A ce seuil, la science bascule dans la croyance et rend impossible tout débat calme. Confortés par les mouvements écologistes — dont les voix sont utiles —, les gouvernements occidentaux et le lobby du nucléaire — hostile au charbon, au pétrole et au gaz — ont adopté une attitude intransigeante désignant le dioxyde de carbone comme coupable et eux-mêmes comme sauveurs. Il n’est pas innocent que la passion pour la climatologie, science balbutiante et incertaine, coïncide avec l’affaiblissement de la capacité politique d’intervenir sur le cours de l’histoire, en raison de la mondialisation et du discrédit général des idéologies qui promettaient des lendemains enchanteurs. Le Vert a pris le relais du Rouge.

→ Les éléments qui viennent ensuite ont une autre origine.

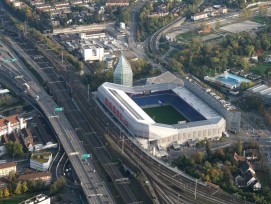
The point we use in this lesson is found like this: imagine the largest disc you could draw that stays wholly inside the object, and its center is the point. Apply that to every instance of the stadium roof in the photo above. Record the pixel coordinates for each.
(166, 77)
(118, 92)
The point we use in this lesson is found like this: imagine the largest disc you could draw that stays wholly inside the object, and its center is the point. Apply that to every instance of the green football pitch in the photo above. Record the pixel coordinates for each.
(165, 114)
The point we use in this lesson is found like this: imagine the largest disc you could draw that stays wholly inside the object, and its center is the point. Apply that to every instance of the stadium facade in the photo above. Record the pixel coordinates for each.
(127, 104)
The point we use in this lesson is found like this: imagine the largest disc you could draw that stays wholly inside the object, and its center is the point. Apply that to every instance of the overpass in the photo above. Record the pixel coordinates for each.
(82, 28)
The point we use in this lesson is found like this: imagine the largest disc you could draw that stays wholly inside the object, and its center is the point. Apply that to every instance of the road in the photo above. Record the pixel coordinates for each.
(64, 130)
(62, 91)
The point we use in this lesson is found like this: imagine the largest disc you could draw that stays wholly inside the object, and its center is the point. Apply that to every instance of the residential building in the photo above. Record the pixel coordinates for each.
(11, 123)
(92, 35)
(3, 150)
(261, 92)
(123, 73)
(93, 52)
(44, 176)
(39, 199)
(41, 161)
(199, 16)
(117, 3)
(6, 168)
(27, 137)
(157, 14)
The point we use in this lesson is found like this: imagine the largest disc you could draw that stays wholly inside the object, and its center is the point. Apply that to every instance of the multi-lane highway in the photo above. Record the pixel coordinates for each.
(62, 91)
(91, 183)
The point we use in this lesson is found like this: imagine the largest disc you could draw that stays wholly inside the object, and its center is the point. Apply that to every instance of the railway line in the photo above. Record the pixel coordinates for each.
(151, 167)
(91, 113)
(60, 90)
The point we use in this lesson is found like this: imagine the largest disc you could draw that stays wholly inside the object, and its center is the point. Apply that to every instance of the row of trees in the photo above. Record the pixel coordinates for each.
(220, 167)
(209, 58)
(38, 20)
(16, 187)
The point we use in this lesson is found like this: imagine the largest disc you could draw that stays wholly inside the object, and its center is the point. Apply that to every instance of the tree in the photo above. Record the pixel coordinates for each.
(1, 193)
(239, 147)
(208, 148)
(6, 192)
(53, 189)
(18, 189)
(263, 10)
(24, 187)
(11, 176)
(198, 157)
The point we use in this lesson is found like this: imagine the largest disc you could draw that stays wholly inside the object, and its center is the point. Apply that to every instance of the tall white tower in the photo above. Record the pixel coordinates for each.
(123, 73)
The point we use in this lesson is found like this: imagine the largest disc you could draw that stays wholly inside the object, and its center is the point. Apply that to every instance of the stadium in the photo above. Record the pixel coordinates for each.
(162, 113)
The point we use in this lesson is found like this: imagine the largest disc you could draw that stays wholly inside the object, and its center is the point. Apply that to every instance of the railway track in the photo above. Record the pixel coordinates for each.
(61, 91)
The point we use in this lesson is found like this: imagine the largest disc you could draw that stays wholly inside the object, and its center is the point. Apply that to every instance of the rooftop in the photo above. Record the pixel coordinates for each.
(12, 119)
(35, 175)
(41, 157)
(7, 165)
(36, 199)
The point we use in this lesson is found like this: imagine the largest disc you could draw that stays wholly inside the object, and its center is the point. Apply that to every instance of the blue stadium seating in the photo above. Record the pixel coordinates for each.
(168, 97)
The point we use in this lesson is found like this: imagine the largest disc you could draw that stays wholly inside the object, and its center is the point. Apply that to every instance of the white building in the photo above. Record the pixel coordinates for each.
(118, 100)
(6, 168)
(199, 16)
(41, 161)
(92, 35)
(10, 124)
(92, 52)
(39, 199)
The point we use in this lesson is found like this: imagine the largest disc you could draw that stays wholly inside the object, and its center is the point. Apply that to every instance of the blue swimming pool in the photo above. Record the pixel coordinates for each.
(241, 79)
(231, 80)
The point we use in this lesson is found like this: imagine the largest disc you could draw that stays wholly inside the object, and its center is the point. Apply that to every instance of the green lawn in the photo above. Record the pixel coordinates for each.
(259, 19)
(187, 36)
(261, 68)
(164, 114)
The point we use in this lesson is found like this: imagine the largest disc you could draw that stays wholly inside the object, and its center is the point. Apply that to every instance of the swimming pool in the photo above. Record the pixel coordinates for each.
(241, 79)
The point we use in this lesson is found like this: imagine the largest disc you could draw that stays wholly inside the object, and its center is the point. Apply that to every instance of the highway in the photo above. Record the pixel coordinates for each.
(64, 130)
(61, 91)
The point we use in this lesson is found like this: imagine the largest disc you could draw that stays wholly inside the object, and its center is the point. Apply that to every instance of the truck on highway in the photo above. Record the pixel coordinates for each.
(26, 86)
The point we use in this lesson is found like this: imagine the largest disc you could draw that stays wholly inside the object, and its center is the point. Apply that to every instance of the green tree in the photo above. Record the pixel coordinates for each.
(208, 148)
(6, 192)
(18, 189)
(53, 189)
(11, 176)
(1, 193)
(239, 147)
(263, 10)
(198, 157)
(24, 187)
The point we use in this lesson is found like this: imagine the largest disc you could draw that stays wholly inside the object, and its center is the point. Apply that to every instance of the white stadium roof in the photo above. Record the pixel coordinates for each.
(118, 92)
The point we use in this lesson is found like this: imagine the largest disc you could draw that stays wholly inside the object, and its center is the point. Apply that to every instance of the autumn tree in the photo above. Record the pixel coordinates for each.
(208, 148)
(18, 189)
(198, 157)
(24, 187)
(239, 147)
(6, 192)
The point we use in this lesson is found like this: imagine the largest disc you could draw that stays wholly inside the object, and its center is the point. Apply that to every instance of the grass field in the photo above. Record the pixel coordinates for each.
(165, 114)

Si les grands pollueurs, à la suite des Etats-Unis, renoncent à leurs engagements climatiques, l’atmosphère se réchauffera-t-elle jusqu’à rendre la planète invivable ? Seuls nos enfants et petits-enfants s’en apercevront, tant les évolutions climatiques sont lentes. Par ailleurs, il n’est pas certain que le Traité de Paris aurait eu le moindre effet sur l’émission de dioxyde de carbone ou sur le climat. Il existe un consensus entre économistes du monde entier pour recommander plutôt une taxe sur le carbone, plus efficace que les engagements gouvernementaux d’en limiter l’usage : mais c’eut été une méthode trop libérale et moins glorieuse pour les politiciens qui, tel Zorro, tiennent à nous sauver.

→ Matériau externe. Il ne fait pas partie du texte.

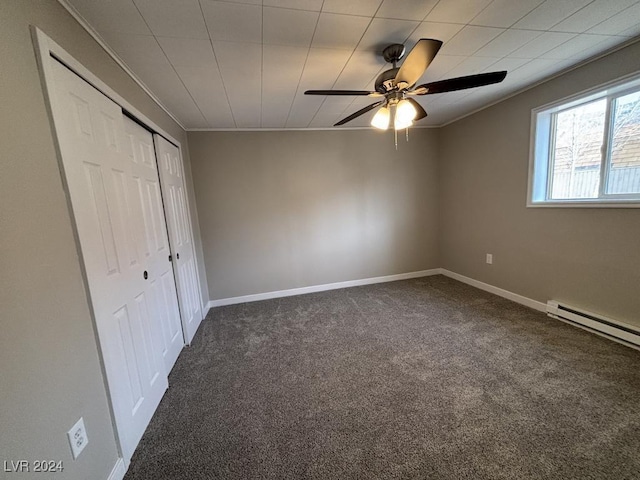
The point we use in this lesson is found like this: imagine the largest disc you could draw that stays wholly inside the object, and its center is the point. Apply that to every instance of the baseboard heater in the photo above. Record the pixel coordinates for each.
(607, 327)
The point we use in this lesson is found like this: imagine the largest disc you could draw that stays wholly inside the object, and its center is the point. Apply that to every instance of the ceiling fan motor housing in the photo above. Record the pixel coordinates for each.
(385, 81)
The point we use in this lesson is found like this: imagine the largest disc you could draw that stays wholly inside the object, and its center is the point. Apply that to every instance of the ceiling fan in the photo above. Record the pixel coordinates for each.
(397, 83)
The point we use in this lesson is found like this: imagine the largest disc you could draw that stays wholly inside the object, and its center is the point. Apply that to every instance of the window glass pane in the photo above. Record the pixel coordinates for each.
(576, 153)
(624, 172)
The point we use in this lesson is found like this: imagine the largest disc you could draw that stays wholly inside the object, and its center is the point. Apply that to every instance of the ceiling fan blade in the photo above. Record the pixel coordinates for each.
(343, 92)
(460, 83)
(421, 111)
(359, 112)
(417, 62)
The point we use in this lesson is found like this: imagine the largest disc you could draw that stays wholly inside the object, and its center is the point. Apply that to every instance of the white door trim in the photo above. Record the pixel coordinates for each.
(46, 46)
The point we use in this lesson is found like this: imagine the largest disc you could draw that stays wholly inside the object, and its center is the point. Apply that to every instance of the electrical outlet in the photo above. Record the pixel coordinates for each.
(78, 438)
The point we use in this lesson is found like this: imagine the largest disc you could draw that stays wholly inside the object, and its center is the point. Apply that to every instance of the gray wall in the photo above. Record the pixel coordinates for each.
(281, 210)
(587, 257)
(50, 373)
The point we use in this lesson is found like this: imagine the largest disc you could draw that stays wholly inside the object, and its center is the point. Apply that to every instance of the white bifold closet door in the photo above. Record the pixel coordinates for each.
(112, 180)
(177, 212)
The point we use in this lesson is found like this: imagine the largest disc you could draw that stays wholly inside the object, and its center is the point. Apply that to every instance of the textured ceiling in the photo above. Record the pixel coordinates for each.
(246, 63)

Il n’en reste pas moins que le réchauffement actuel provoque, nous l’avons souligné d’emblée, des pandémies redoutables. On saurait dès maintenant les contenir en éradiquant les moustiques, comme on le fit il y a un siècle à peine dans le sud de l’Europe et des Etats-Unis. De même, là où existent des risques écologiques liés à la montée des eaux, il serait judicieux d’interdire les constructions en zones inondables. Les constructions hâtives et intempestives étant aujourd’hui la principale cause des catastrophes naturelles, plus que le climat. Lutter contre les conséquences du réchauffement climatique est à notre portée et plus immédiatement efficace que lutter contre le réchauffement lui-même, mais évidemment moins glorieux et moins prophétique. Si Trump, sur ce sujet, conduit au pragmatisme, le reste, peut-être, pourra lui être pardonné.